We often did our work with an audience; neighbors and passersby came and gathered behind strands of yellow tape.  I remember their faces – long and slack with shock as they watched smoke pour from beneath a neighbor’s eaves or a body being loaded onto a gurney.  The bystanders were further shocked to see the first responders and press laughing as we snapped our pictures or measured the skid marks on the roadway.

No one ever confronted me, but it was easy to read their minds: “What kind of ghouls can walk around giggling at a time like this?”  The answer: not ghouls at all, but professionals with a job to do.  We laughed at the time because we could not cry or sink into catatonic shock.  We did what we had to and got out of there.  The same brain that sorted calls from the scanner provided us laughter instead of tears to release some of the emotions overwhelming us.  We knew the people watching wouldn’t understand and so we’d try not to laugh, which just made us laugh more.

It would have been beneficial if we’d had some way to routinely process the anguish we experienced on the job, but few, if any people in those kind of jobs get that opportunity, or take it if it’s offered.  There’s a bluff bravado endemic to those professions.  That’s probably why there are high rates of depression, divorce, substance abuse and suicide among first responders and journalists who cover disasters and wars.

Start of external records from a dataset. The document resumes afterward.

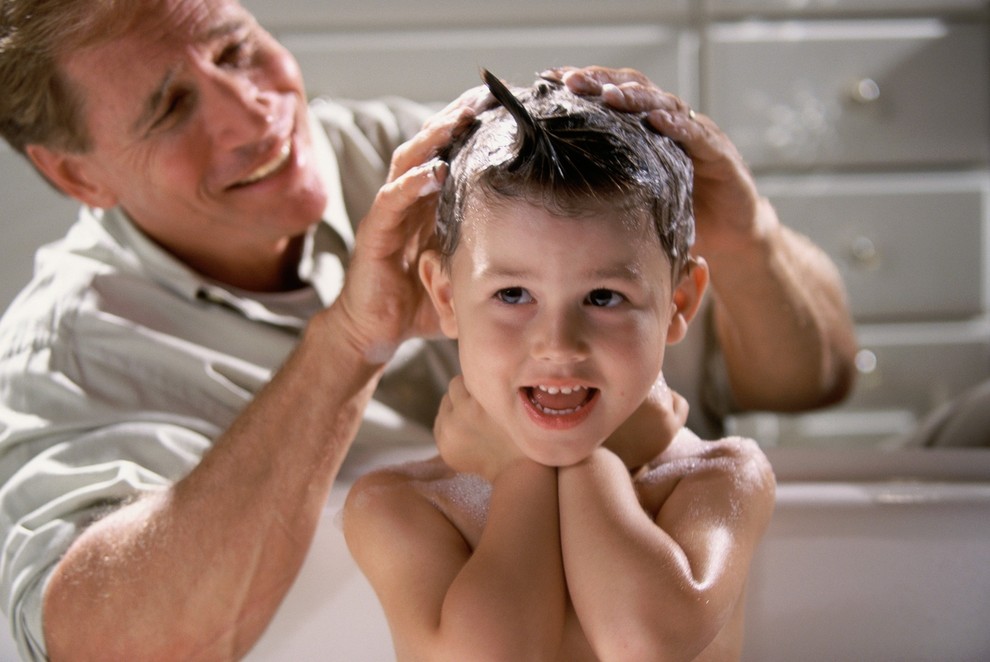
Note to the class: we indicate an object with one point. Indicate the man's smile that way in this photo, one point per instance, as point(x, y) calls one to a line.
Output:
point(270, 167)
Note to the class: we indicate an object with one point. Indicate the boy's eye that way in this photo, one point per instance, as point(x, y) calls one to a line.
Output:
point(603, 298)
point(513, 295)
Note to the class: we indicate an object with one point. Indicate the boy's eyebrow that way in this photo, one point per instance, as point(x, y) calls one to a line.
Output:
point(155, 99)
point(625, 271)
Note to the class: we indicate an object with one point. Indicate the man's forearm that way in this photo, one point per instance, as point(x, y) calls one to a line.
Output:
point(197, 571)
point(783, 321)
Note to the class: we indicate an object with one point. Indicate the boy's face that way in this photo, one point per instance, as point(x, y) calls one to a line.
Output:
point(561, 322)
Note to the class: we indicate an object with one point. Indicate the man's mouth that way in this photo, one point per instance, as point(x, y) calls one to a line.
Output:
point(559, 400)
point(269, 168)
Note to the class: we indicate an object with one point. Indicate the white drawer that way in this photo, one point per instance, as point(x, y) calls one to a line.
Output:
point(918, 367)
point(908, 247)
point(853, 93)
point(339, 14)
point(437, 66)
point(905, 373)
point(720, 8)
point(32, 214)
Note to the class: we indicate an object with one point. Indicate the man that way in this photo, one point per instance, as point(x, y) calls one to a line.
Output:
point(188, 369)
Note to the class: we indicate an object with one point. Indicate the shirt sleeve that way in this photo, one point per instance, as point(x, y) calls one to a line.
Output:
point(50, 498)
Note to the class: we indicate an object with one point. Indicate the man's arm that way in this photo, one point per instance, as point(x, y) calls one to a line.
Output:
point(196, 571)
point(780, 306)
point(656, 570)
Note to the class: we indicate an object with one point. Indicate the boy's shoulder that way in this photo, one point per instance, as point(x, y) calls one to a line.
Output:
point(409, 495)
point(737, 461)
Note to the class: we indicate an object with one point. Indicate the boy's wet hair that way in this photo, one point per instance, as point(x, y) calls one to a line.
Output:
point(572, 155)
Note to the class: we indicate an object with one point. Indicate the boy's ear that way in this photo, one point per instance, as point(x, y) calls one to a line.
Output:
point(688, 294)
point(436, 280)
point(70, 173)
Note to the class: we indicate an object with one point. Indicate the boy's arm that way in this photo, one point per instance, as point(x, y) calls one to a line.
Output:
point(504, 600)
point(663, 587)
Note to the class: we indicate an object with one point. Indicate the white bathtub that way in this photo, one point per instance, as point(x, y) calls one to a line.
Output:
point(870, 556)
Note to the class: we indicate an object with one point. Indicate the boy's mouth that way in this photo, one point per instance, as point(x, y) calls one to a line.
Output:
point(559, 400)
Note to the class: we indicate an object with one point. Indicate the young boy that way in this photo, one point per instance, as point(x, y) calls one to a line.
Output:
point(563, 272)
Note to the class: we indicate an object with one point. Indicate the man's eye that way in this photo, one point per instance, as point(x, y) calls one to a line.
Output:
point(513, 295)
point(604, 298)
point(172, 109)
point(234, 55)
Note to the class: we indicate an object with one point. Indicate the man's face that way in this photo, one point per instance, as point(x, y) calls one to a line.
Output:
point(198, 123)
point(561, 322)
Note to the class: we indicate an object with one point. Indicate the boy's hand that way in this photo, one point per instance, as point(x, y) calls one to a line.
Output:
point(651, 428)
point(468, 439)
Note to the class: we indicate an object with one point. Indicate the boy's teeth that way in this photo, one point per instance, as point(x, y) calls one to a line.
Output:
point(566, 390)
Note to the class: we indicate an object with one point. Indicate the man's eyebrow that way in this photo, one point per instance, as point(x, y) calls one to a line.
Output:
point(160, 93)
point(154, 101)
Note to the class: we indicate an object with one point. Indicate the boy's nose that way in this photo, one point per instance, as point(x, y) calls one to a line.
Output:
point(559, 338)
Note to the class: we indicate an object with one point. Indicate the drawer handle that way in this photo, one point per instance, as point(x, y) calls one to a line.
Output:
point(866, 362)
point(863, 253)
point(865, 91)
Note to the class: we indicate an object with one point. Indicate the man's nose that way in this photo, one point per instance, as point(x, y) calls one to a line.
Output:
point(559, 337)
point(238, 112)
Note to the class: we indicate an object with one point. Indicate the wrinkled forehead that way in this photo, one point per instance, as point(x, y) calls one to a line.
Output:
point(110, 21)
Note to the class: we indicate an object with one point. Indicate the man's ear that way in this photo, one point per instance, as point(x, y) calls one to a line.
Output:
point(436, 280)
point(70, 173)
point(688, 294)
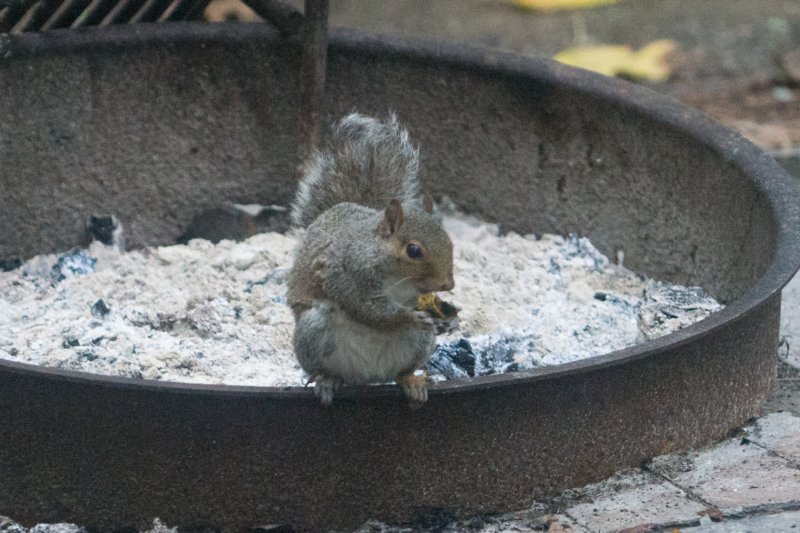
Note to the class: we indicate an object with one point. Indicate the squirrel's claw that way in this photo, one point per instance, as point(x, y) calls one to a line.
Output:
point(324, 389)
point(415, 388)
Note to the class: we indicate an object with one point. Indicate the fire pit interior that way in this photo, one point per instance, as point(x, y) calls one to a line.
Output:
point(157, 124)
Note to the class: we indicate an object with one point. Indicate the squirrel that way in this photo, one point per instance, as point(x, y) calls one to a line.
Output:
point(371, 247)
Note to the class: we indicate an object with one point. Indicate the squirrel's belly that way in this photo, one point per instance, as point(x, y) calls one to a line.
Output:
point(362, 354)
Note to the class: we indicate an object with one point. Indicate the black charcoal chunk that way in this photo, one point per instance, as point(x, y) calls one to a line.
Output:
point(100, 309)
point(105, 229)
point(73, 263)
point(453, 360)
point(7, 264)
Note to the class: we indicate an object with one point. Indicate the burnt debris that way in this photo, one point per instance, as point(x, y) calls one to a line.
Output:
point(76, 262)
point(106, 229)
point(100, 309)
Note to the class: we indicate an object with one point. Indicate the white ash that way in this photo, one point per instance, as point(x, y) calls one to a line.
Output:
point(207, 313)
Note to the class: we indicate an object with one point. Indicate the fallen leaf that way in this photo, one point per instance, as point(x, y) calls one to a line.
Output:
point(647, 63)
point(561, 5)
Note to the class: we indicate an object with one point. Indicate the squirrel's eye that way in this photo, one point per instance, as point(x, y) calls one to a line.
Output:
point(414, 251)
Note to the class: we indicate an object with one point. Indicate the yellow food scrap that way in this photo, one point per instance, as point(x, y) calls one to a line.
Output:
point(647, 63)
point(561, 5)
point(435, 306)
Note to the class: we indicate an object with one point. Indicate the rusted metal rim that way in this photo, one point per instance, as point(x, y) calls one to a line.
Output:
point(768, 177)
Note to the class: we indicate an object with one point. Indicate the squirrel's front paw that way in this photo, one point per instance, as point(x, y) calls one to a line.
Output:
point(415, 388)
point(423, 319)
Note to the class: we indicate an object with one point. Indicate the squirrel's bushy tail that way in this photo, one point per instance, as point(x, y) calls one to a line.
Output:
point(366, 161)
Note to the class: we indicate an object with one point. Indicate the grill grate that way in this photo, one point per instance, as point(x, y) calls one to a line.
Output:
point(41, 15)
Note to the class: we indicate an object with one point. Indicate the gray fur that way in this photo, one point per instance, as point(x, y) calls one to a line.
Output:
point(366, 161)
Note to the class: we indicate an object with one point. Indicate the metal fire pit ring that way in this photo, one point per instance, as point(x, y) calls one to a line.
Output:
point(156, 123)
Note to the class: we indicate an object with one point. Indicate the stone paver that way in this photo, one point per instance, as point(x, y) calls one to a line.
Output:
point(733, 476)
point(786, 522)
point(790, 322)
point(632, 498)
point(780, 433)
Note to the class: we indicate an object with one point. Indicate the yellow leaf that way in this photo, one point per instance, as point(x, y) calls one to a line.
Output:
point(558, 5)
point(648, 63)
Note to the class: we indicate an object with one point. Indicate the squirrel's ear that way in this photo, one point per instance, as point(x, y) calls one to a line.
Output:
point(392, 219)
point(427, 203)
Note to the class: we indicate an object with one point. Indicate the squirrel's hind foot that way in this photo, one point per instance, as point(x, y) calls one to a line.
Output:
point(415, 388)
point(324, 388)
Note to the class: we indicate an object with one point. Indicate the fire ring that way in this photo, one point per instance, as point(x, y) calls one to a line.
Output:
point(155, 123)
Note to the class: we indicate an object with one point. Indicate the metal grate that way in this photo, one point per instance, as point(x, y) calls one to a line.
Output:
point(41, 15)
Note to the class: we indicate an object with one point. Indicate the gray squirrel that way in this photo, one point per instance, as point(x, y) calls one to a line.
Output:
point(372, 246)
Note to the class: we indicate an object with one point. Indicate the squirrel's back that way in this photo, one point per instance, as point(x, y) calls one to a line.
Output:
point(366, 161)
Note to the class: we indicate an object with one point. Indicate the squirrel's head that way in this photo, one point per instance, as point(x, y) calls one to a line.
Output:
point(420, 249)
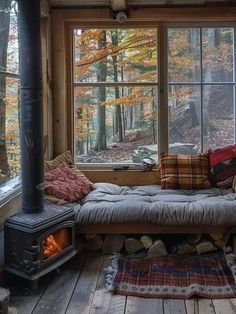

I was lucky.  I was a police reporter for a few years and moved on.  The heightened anxiety that comes with the blast of the siren is not long-lasting or immobilizing, but a siren blew this morning and I felt it.  It was my brain again.  Two decades after giving me tools to identify and work through all those crises, my brain will not let go of the shock and grief.

It made me think of the thousands of service men and women coming home from Iraq and Afghanistan, who’ve had to endure combat-zone anxiety 24/7 for month after month and tour after tour.  It was a visceral lesson in how deeply debilitating post-traumatic stress disorder will be for them.  It was sobering to realize how many veterans will need treatment for PTSD and how few will receive it.

It made me realize that no matter how soon Congress pulls our troops out of Iraq, it won’t be soon enough and that this war will continue to be fought in the minds and dreams and bellies of Americans for decades to come.